Навигация по разделам сайта

En ЛК ИСУ

Загадки Сергея Довлатова (К юбилею писателя)

Не знаю уж как там весь мир, Россия и Москва, ну а Петербург с размахом собирается отметить 75-летие писателя Сергея Довлатова. Для читающей публики день рождения любимого писателя – большой праздник. Программа торжественных мероприятий очень насыщена. Ожидается приезд и выступления именитых гостей, литераторов, людей лично знавших Довлатова. Соберутся его знакомые, приятели, друзья и даже недоброжелатели, которые за последние два десятка лет тоже превратились в друзей прозаика. Все станут делиться воспоминаниями. Грядут конференции, круглые столы, квесты, викторины, спектакли, перфомансы, фильмы, концерты, выставки и чтения. Вопреки утверждению писателя: «любить публично – скотство», люди не стесняются демонстрировать свою любовь к творчеству Довлатова. Этим и мы займемся 2-4 сентября на фестивале «День Д» на улице Рубинштейна и в ее окрестностях.

Программа фестиваля 

Готовясь к юбилею Сергея Донатовича, приятно было вновь погрузиться в его произведения и поразмышлять о некоторых загадках, сопровождающих эту монументальную фигуру современной литературы. Собственно, загадкой является уже тот факт, что Довлатов по-прежнему остается современным писателем, несмотря на свою раннюю смерть 26 лет назад. Не каждого писателя вспомнишь спустя четверть века после его кончины. Тем более не всякого захочешь перечитать. А, главное, надо ведь учесть, что за этот немалый промежуток времени изменилось все. И в стране и в мире. Политика, экономика, техника, общество, наконец. Писатель Довлатов этого не застал и перемен не увидел. Он не думал, что СССР развалится. Едва ли владел мобильным телефоном, которые тогда не были распространены. Не представлял себе, что такое интернет, жидкокристаллический экран монитора и пр. Максимальным техническим достижением для него было освоение автомобиля и телефонного автоответчика. До последних дней в своей работе он пользовался авторучкой и блокнотом для записей, а также простой печатной машинкой с копиркой. Писал о том, что ему ближе. О том, что он хорошо помнил и знал. При этом все, о чем он писал – очень знакомо и близко нам, живущим сегодня. Мы его понимаем и, перелистывая страницы его книг (уже на планшетах), смеемся в тех местах, где автору было нужно, чтобы мы смеялись. И задумываемся там, где это требуется. Почему так? Может быть, потому что писал он о том, что не меняется десятилетиями? Что находится вне времени? О людях с их характерами, судьбами, проблемами и немудреным существованием. Об отношениях между людьми. О мелком и незначительном, что нам так привычно. О повседневном человеческом быте, в котором всегда есть место одновременно – смешному, грустному и страшному. Писатель никого не поучает, ничего не осуждает, не морализирует, не навязывает своих идей и мыслей. Он просто внимательно подмечает и точно выражает речь и поступки окружающих людей, способные вызвать улыбку, усмешку, ухмылку или хохот читателя. «Ад – это мы сами» – читаем мы у Довлатова. Но ведь и в аду имеются смешные стороны и детали. Довлатов умел обращать на них внимание и делал их более рельефными, выпуклыми. Вероятно, и в раю есть о чем взгрустнуть. Довлатов актуален, интересен и жизнеспособен. Многие его современники-писатели – ныне прочно забыты. Парадокс.

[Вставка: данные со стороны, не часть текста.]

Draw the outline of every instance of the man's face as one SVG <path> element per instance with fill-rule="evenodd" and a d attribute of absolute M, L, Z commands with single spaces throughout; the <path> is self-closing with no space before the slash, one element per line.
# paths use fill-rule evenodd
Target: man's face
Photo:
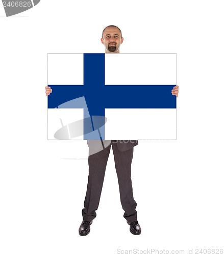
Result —
<path fill-rule="evenodd" d="M 107 28 L 103 36 L 101 41 L 105 47 L 105 53 L 119 53 L 120 44 L 123 40 L 120 30 L 117 28 Z"/>

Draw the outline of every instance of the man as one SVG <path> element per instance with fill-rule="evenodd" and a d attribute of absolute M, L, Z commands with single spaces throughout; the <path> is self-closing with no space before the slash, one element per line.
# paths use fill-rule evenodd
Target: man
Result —
<path fill-rule="evenodd" d="M 117 27 L 111 25 L 104 29 L 101 42 L 104 45 L 105 53 L 119 53 L 120 46 L 123 42 L 121 31 Z M 52 90 L 45 87 L 46 95 Z M 178 96 L 178 86 L 173 87 L 171 93 Z M 140 234 L 141 227 L 137 218 L 136 202 L 134 200 L 131 166 L 133 155 L 133 147 L 138 144 L 137 140 L 89 140 L 89 176 L 84 208 L 82 214 L 83 220 L 79 229 L 80 236 L 86 236 L 90 231 L 90 225 L 96 217 L 104 182 L 107 161 L 112 145 L 116 171 L 120 191 L 120 202 L 125 210 L 123 217 L 130 225 L 130 231 L 133 234 Z M 99 150 L 99 145 L 103 147 Z M 97 148 L 95 152 L 94 150 Z M 113 209 L 109 209 L 107 218 L 113 220 Z"/>

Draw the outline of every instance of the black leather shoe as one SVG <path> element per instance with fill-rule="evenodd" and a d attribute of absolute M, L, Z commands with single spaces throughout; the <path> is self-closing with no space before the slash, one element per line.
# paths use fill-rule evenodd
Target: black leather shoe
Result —
<path fill-rule="evenodd" d="M 79 229 L 79 233 L 80 236 L 86 236 L 90 232 L 90 225 L 92 221 L 83 221 Z"/>
<path fill-rule="evenodd" d="M 140 234 L 141 233 L 141 227 L 138 224 L 138 221 L 133 221 L 133 222 L 127 223 L 130 225 L 130 232 L 133 234 Z"/>

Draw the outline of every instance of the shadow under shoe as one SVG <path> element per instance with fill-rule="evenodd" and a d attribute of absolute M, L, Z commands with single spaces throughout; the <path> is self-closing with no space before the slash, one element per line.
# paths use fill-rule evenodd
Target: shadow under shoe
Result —
<path fill-rule="evenodd" d="M 86 236 L 90 232 L 90 225 L 92 221 L 83 221 L 79 228 L 79 233 L 80 236 Z"/>
<path fill-rule="evenodd" d="M 130 232 L 133 234 L 140 234 L 141 233 L 141 227 L 138 224 L 138 221 L 135 221 L 132 222 L 127 223 L 130 226 Z"/>

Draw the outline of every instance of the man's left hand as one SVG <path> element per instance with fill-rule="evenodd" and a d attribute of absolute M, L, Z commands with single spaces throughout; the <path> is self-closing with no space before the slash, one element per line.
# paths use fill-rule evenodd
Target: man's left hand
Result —
<path fill-rule="evenodd" d="M 175 86 L 171 92 L 173 95 L 176 95 L 178 97 L 178 93 L 179 92 L 179 87 L 178 86 Z"/>

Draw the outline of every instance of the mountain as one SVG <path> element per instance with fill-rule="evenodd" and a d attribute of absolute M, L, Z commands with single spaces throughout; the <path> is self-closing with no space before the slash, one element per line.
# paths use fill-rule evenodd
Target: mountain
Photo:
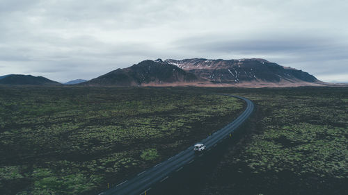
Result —
<path fill-rule="evenodd" d="M 177 66 L 156 60 L 144 60 L 132 67 L 118 69 L 87 82 L 84 85 L 148 86 L 176 85 L 203 81 Z"/>
<path fill-rule="evenodd" d="M 63 84 L 64 84 L 64 85 L 74 85 L 74 84 L 79 84 L 81 83 L 84 83 L 84 82 L 86 82 L 87 80 L 84 80 L 84 79 L 75 79 L 75 80 L 70 80 L 69 82 L 67 82 L 67 83 L 65 83 Z"/>
<path fill-rule="evenodd" d="M 0 84 L 3 85 L 61 85 L 61 84 L 42 76 L 31 75 L 10 74 L 0 79 Z"/>
<path fill-rule="evenodd" d="M 307 72 L 263 59 L 168 59 L 164 62 L 175 65 L 214 83 L 323 83 Z"/>
<path fill-rule="evenodd" d="M 12 75 L 12 74 L 8 74 L 8 75 L 0 76 L 0 79 L 3 78 L 5 78 L 5 77 L 6 77 L 6 76 L 10 76 L 10 75 Z"/>

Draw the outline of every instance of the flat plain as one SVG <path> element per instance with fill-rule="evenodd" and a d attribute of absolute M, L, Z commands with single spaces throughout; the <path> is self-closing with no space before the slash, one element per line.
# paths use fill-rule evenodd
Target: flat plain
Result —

Творчество Сергея Донатовича полно загадок. Например, много говорилось про его уникальный литературный стиль. Обратимся к первоисточнику. Вот как сам Довлатов в письме к Науму Сагаловскому объяснял свою теорию: «Я считаю, что каждый прозаик должен надевать какие-то творческие вериги, вводить в свое письмо какой-то дисциплинирующий момент. В поэзии роль таких вериг играет рифма + размер. Это дисциплинирующее начало уберегает поэтов от многословия и пустоты. У прозы таких рамок нет, их, мне кажется, надо вводить искусственно. Что касается меня, то вот уже лет шесть я пишу таким образом, что все слова во фразе начинаются у меня на разные буквы. Даже предлоги не повторяются. <…> Короче, для меня это стало психозом. Вот раскрой мои три-четыре последние книжки и убедись». Письмо датировано июнем 1986 года.

Следовательно, за шесть лет таким способом Довлатовым написаны книги: «Компромисс» (1981) «Заповедник» (1983), «Наши» (1983), «Иностранка» (1986), «Чемодан» (1986) и др. Начинаешь проверять, раскрываешь наобум любую страницу и восхищаешься, да, действительно вроде так оно и есть. В довлатовском предложении отсутствуют слова на одну и ту же букву. Но невольно задаешься вопросами: под силу ли автору так придирчиво концентрировать свое внимание на строке? Хватит ли ресурсов в русском языке, чтобы верно и ярко выражать мысли, эмоции и чувства человека, заботясь при этом о разности начальных букв в словах? Мастерство конструирования фраз вызывает чувство уважения к писателю. Тем не менее, во всяком произведении Довлатова читатель может обнаружить исключения из правил. Приведем примеры в порядке хронологии издания книг.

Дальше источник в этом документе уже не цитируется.